Chips Ahoy faces backlash from fans after cookie recipe changed
Those cookie monsters!
Chips Ahoy! fans are dismissing a new recipe as half-baked — and they’re demanding the corporate keepers of America’s best-selling chocolate chip cookie brand reverse their allegedly not-so-sweet switcharoo.
Mondelēz — with the help of actress and singer Keke Palmer — introduced the new and “MMMproved” take on the snack shelf staple back in March.
This was the boldest tweak to the iconic treat in roughly a decade, the Daily Mail reported.
The imbroglio-making bakers — said to have tested a whopping 60 recipes before making their pick — proudly announced at the time that the cookies would now contain “specially blended” chocolate chips with an increased cacao content, a stronger dose of Madagascar vanilla extract and “just the right cookie texture.”
The apparently out-of-order overhaul is alleged to have taken four years.
Many Americans appear confounded by the change, and they’re taking to the social media barricades to lob treat-seeking missiles in hopes of coercing the creator into reneging on the unwanted update.
Some bitter cookie critics participating in a discussion on Reddit were even promising to boycott the brand forever.
“Truly terrible. Absolutely shameful that anyone green lit this. I’ve been eating Chips Ahoy for my whole life, but this is worse than the worse low budget store brands. I won’t be buying ever again,” one Redditor fumed.

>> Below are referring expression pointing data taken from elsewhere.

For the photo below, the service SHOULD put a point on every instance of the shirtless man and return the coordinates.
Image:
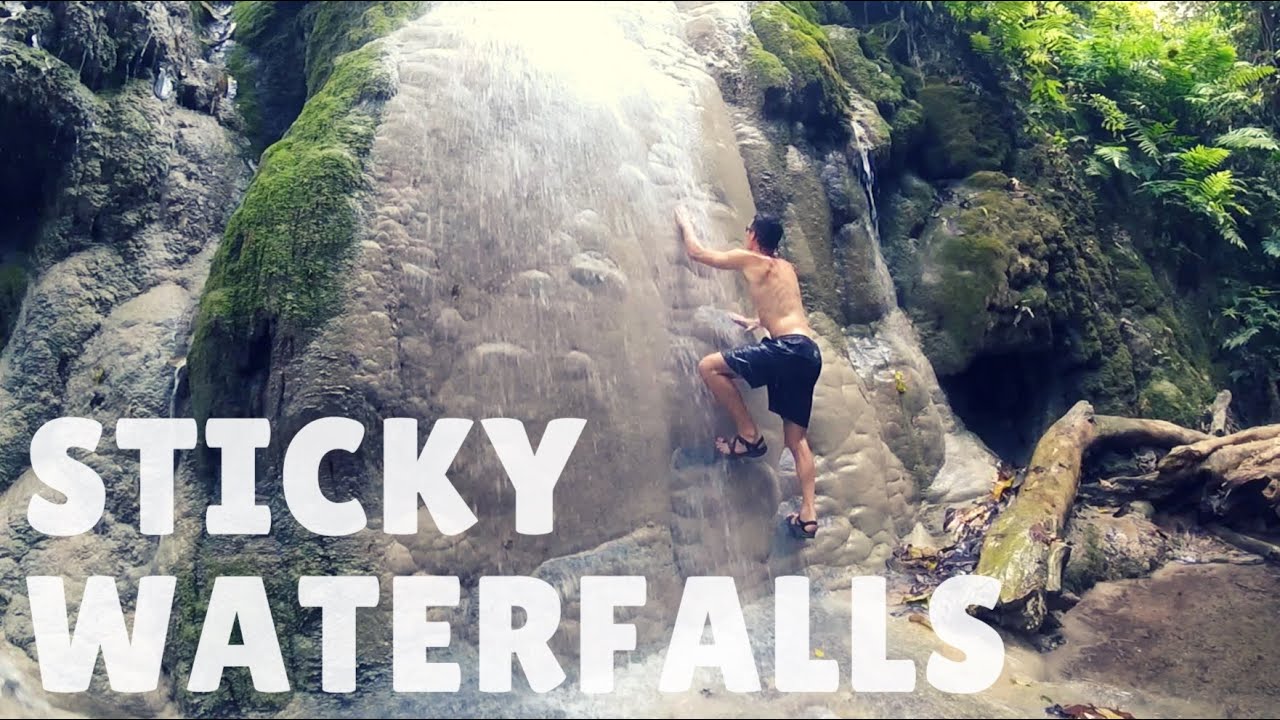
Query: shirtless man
(787, 361)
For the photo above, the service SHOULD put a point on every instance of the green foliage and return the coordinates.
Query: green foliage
(279, 265)
(341, 27)
(1124, 82)
(1247, 139)
(284, 51)
(963, 132)
(1252, 332)
(13, 287)
(817, 94)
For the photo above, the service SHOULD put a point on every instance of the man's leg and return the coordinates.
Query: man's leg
(796, 441)
(720, 378)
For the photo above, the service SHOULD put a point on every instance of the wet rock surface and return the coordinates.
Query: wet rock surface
(1202, 633)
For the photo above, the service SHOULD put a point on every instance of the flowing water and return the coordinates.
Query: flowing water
(528, 172)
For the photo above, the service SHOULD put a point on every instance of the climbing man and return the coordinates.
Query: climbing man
(787, 361)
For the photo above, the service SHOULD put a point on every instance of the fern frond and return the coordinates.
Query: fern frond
(1202, 159)
(1247, 139)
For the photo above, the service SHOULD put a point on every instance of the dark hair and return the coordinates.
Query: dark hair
(768, 232)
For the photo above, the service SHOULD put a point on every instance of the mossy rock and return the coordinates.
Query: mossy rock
(339, 27)
(963, 133)
(268, 60)
(979, 261)
(812, 91)
(1134, 283)
(1105, 547)
(286, 51)
(904, 215)
(13, 288)
(278, 272)
(1111, 387)
(878, 82)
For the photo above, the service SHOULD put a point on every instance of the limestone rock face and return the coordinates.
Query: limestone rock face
(515, 256)
(137, 186)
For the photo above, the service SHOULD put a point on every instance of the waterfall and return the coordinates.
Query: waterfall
(524, 253)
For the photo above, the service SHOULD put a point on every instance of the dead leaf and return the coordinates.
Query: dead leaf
(1093, 712)
(918, 597)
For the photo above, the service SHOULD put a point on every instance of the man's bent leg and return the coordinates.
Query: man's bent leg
(798, 442)
(720, 379)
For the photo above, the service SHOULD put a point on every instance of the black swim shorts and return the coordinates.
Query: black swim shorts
(789, 365)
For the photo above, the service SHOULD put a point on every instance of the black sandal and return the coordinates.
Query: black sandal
(799, 528)
(750, 450)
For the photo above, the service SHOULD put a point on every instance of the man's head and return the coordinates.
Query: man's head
(764, 235)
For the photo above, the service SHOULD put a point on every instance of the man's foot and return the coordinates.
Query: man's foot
(741, 447)
(801, 529)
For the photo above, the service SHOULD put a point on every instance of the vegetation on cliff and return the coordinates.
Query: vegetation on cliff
(278, 270)
(1164, 113)
(1147, 144)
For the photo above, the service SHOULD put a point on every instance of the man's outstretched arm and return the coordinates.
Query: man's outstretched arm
(734, 259)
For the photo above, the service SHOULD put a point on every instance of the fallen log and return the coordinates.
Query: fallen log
(1024, 547)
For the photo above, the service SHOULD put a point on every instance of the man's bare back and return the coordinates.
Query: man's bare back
(789, 361)
(775, 291)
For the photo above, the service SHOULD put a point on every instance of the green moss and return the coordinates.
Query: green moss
(807, 10)
(979, 260)
(872, 80)
(341, 27)
(269, 51)
(277, 273)
(1134, 283)
(13, 288)
(963, 133)
(40, 82)
(817, 96)
(286, 51)
(767, 72)
(1111, 387)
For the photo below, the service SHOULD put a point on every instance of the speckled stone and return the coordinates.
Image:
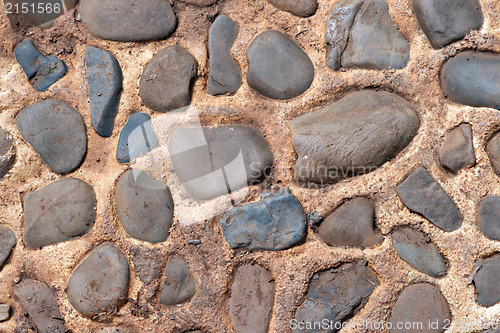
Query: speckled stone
(423, 195)
(277, 67)
(56, 132)
(276, 222)
(128, 21)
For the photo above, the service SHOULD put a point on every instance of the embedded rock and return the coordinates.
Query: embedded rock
(100, 282)
(277, 67)
(225, 74)
(352, 224)
(144, 206)
(42, 72)
(128, 21)
(166, 83)
(250, 304)
(352, 136)
(105, 85)
(277, 222)
(56, 132)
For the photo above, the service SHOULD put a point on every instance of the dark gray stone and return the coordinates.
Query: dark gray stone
(335, 295)
(250, 304)
(225, 74)
(473, 78)
(457, 151)
(7, 242)
(277, 222)
(423, 195)
(56, 132)
(42, 72)
(7, 152)
(58, 212)
(166, 83)
(100, 282)
(351, 137)
(489, 217)
(105, 85)
(136, 138)
(38, 301)
(421, 303)
(178, 285)
(417, 249)
(361, 34)
(352, 224)
(277, 67)
(446, 21)
(144, 206)
(214, 161)
(128, 21)
(302, 8)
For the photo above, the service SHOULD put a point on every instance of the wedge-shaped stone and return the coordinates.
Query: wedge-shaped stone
(58, 212)
(250, 304)
(335, 295)
(422, 195)
(352, 136)
(128, 21)
(352, 224)
(56, 132)
(212, 161)
(417, 249)
(100, 282)
(277, 222)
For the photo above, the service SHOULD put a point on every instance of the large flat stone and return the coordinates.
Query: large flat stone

“Stocking up on the originals whenever I can find them. New ones tastes of a darker chocolate with a nasty vanilla aftertaste,” one frustrated reviewer said.
“I used to LOVE Chips Ahoy. I had one of the new ones and threw away an entire party size box,” a disappointed dessert person confessed.
“‘The “new” Chips Ahoy recipe sucks,” moaned another. “They say they have a new recipe but all I noticed is an overcooked cookie.”
Chips Ahoy! were first introduced in the early 1960s by Mondelēz subsidiary Nabisco, also home of the legendary Oreo cookie.
They are sold in Asia, Europe, Latin America and North America, according to the company.
Research company Euromonitor International places the cookie at the top of its category, with more than a 10 percent share of the global market.